The company’s cash position is also weak. During the 53-week period that ended Feb 3, 2024, the company used cash flow from operations of $203.7 million against an outflow of $108.2 million during the same period last year. Free cash flow during the same period was a negative $238.6 million.
Year-over-year earnings growth estimate for the upcoming quarter is 28.57% while the current year’s earnings growth estimate is negative 100%. The company is expected to see a 19.2% slump in revenues in the quarter ended Apr 2024 while projected sales growth for the current year is negative 12.76%.
Valuation ratios are unfavorable for the stock. The forward P/E ratio of GameStop is 1,746X versus the underlying Retail - Consumer Electronics industry’s P/E of 879.16X. Price/Sales of GME stock is 1.01X versus 0.69X of the underlying industry. Price/Book (P/B) ratio of GME is 3.98X versus the industry P/B of 2.56X. Price/Cash Flow (P/CF) is 72.48X versus the industry’s measure of 9.52X.
Any Silver Lining?
In the trailing four quarters, although the company's earnings missed the Zacks Consensus Estimate in the last reported quarter but beat in the other three, leading to an average earnings surprise of 46.41%. The stock has an upbeat VGM (Value-Growth-Momentum) score of “A”.
Should Buy GME-Heavy ETFs?
Meme stock investing doesn’t suit all. Just as stocks can rise quickly, they can fall just as fast. For example, GME's value dropped nearly 70% in February 2021. With such dicey fundamental background (as indicated above), volatility around GME trading must be high.

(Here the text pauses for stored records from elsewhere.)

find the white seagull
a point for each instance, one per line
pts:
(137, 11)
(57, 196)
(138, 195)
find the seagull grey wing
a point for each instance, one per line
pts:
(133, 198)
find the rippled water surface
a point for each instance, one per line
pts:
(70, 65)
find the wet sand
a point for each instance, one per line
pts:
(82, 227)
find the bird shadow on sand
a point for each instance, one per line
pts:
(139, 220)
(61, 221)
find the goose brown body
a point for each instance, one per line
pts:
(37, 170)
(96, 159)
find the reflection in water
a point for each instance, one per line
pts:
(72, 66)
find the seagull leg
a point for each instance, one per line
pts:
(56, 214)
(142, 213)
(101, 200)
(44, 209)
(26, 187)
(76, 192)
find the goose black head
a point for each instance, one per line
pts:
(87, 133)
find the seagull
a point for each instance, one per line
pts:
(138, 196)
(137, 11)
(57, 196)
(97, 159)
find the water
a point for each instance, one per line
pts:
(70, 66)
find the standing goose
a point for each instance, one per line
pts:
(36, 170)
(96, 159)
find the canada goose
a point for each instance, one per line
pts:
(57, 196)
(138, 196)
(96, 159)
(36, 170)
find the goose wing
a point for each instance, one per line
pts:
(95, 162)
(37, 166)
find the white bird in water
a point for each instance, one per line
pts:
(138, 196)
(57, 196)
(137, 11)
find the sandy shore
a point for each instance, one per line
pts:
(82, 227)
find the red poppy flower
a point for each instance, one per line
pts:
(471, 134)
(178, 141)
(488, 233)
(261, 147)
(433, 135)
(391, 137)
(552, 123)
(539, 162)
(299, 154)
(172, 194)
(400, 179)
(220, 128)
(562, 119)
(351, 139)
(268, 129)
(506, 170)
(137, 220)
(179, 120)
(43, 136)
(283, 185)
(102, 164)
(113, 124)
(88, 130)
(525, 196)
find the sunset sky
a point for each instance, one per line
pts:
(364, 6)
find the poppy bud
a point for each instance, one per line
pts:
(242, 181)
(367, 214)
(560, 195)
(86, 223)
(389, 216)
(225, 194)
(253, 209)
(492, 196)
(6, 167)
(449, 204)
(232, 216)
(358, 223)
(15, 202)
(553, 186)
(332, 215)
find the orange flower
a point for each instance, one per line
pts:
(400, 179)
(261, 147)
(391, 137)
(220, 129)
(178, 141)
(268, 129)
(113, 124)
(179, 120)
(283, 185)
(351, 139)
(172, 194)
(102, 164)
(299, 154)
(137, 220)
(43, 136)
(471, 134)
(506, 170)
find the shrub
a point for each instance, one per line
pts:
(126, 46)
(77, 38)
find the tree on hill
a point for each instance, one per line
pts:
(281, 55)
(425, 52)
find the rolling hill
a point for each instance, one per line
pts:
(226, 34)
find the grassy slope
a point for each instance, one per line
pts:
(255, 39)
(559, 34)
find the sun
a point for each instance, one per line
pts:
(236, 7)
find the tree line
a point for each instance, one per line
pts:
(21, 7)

However, this doesn’t mean that GameStop can’t rally further. Hence, investors who do not have a strong stomach for risk, can try investing in GME-heavy ETFs. After all, ETFs significantly reduce company-specific risks.
ULTY in Focus
The fund ULTY is an actively managed ETF that seeks to generate monthly income from a portfolio of covered call strategies, each on a U.S. listed security. A covered call is an options trading strategy that offers limited return for limited risk. The fund charges 114 bps in fees and yields 15.23% annually. The yield is another plus for investors.
GAMR in Focus
The underlying EEFund Video Game Tech Index tracks companies actively involved in the electronic gaming industry including the entertainment, education and simulation segments. The fund charges 75 bps in fees.